以前にスタチンで横紋筋融解症(Rhabdomyolysis)を発症したが,心血管リスクを下げるためにスタチン再開が望ましいと考えられる症例を経験しました.

何となく,水溶性スタチンかつスタンダードスタチンであればリスクが低いのかなと思い,調べてみました.

PubMedで検索をかけると,2021年のスタチン誘発性横紋筋融解症のナラティブレビューを見つけたので,勉強してみました.


・スタチンによる横紋筋融解症の機序
スタチンによる横紋筋融解症の主なメカニズムは不明ですが,ユビキノンの減少により,骨格筋の壊死を誘発すると考えられています.

HMG-CoA経路は,コレステロールの産生以外にもユビキノン(コエンザイムQ)などの必須分子も産生しています.

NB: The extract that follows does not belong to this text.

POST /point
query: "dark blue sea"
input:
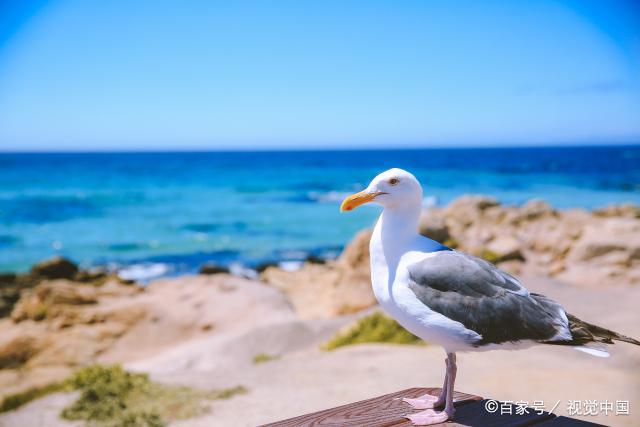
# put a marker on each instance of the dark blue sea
(167, 213)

ユビキノンミトコンドリア呼吸鎖の構成成分であり,ミトコンドリア電子伝達系の促進因子として働きます.そのためスタチンの作用によってHMG-CoA経路を阻害すると,ユビキノンの産生が阻害され,筋細胞のエネルギー産生が阻害され,筋細胞死を引き起こすと考えられています.


・脂溶性or水溶性で横紋筋融解症発症率の差はあるか?
In vitroの研究では,脂溶性スタチンの方が水溶性スタチンよりも筋萎縮作用が大きいことが示されています.“筋萎縮作用が大きい”とあるので,発症率ではなく発症した際の重症度という理解で良いかと思います.

具体的にはアトルバスタチンシンバスタチンフルバスタチンなどの脂溶性スタチンは,筋細胞において前述の機序によりアポトーシスタンパク質分解による筋細胞破壊を促進することが示されています.

これらの脂溶性スタチンは,受動輸送により脂質層膜簡単に通過することができるため,より強い筋毒性を示すようです.


また,横紋筋融解症の発症率アトルバスタチンおよびシンバスタチンを服用している患者でより一般的(よく見られるという意味?)であるとの報告があります.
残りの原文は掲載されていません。